I am thankful to be a statistical programmer.
When I wake up in the morning, I am eager to start my day. I love statistics, programming, and working at SAS, and I write my blog to share that joy. This a Golden Age for statistical programmers because theoretical ideas and computational power have converged during the last 30 years so that it is now possible to attack problems that were previously intractable.
Here, then, is my list of ten areas of computational statistics that make me thankful to be a statistical programmer:
- Bootstrapping and resampling techniques: I remember reading a Scientific American article on the bootstrap in 1983 when I was in high school. It seemed like magic. Now, more than 25 years later, it still seems like magic, but it is magic that I can easily program and use.
- Nonparametric modeling: From kernel density estimation to multivariate regression splines, nonparametric techniques not only fit a wide variety of data, but also reduce the modeling biases of parametric models. Two of my favorite tools are PROC UNIVARIATE for density estimation and PROC LOESS for scatter plot smoothing, but I have used all of the SAS/STAT nonparametric regression procedures and I physically salivate if you mention the new EFFECT statement available in SAS/STAT 9.22.
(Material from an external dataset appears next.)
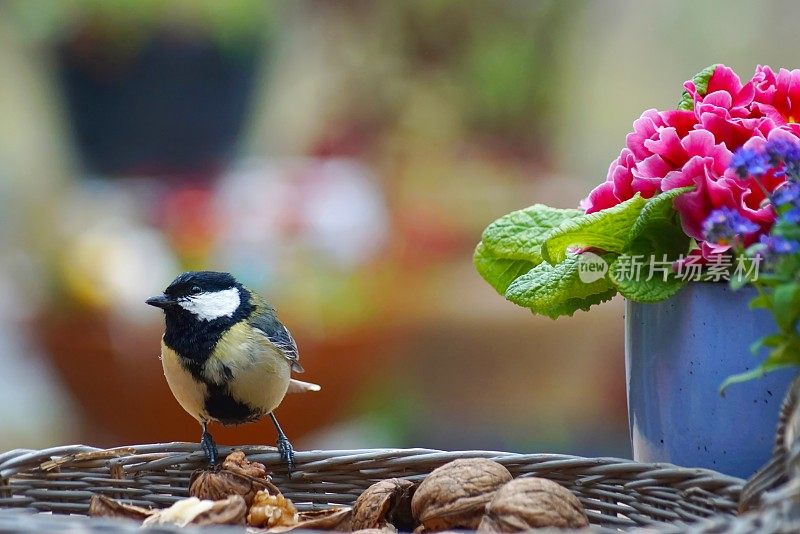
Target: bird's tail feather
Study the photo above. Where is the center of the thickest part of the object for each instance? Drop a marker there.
(298, 386)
- Variable selection techniques: If you have a response variable and p explanatory variables, there are 2p possible subsets that you can use to model the relationship between the response and the explanatory variables. Which subset to use? Some people want the data to decide. Variable selection techniques find a subset that optimizes some fit statistic. Programming an algorithm that finds the subset quickly requires a range of skills from computer science, statistics, and optimization. Fortunately, SAS has developers that excel in these areas, and PROC GLMSELECT (which includes popular techniques such as LAR and LASSO) is rapidly becoming a favorite tool with SAS customers because of its speed and flexibility.
- Robust estimation: Outliers in data can influence estimates of location, scale, regression coefficients, and so on. Robust techniques are often computationally more intensive than their classical counterparts, but in many cases they produce superior estimates. I enjoy using the ROBUSTREG procedure for robust regression and the MCD subroutine in PROC IML for robust estimation of covariance matrices.
- Bayesian computations: Alan Gelfand writes that "Markov chain Monte Carlo (MCMC) has revolutionized the way that statistical models are fitted" [Statistics in the 21st Century, p. 341]. I couldn't agree more. SAS customers flock to every presentation and paper on PROC MCMC and other SAS procedures that support Bayesian analysis. The enthusiasm does not seem to be waning.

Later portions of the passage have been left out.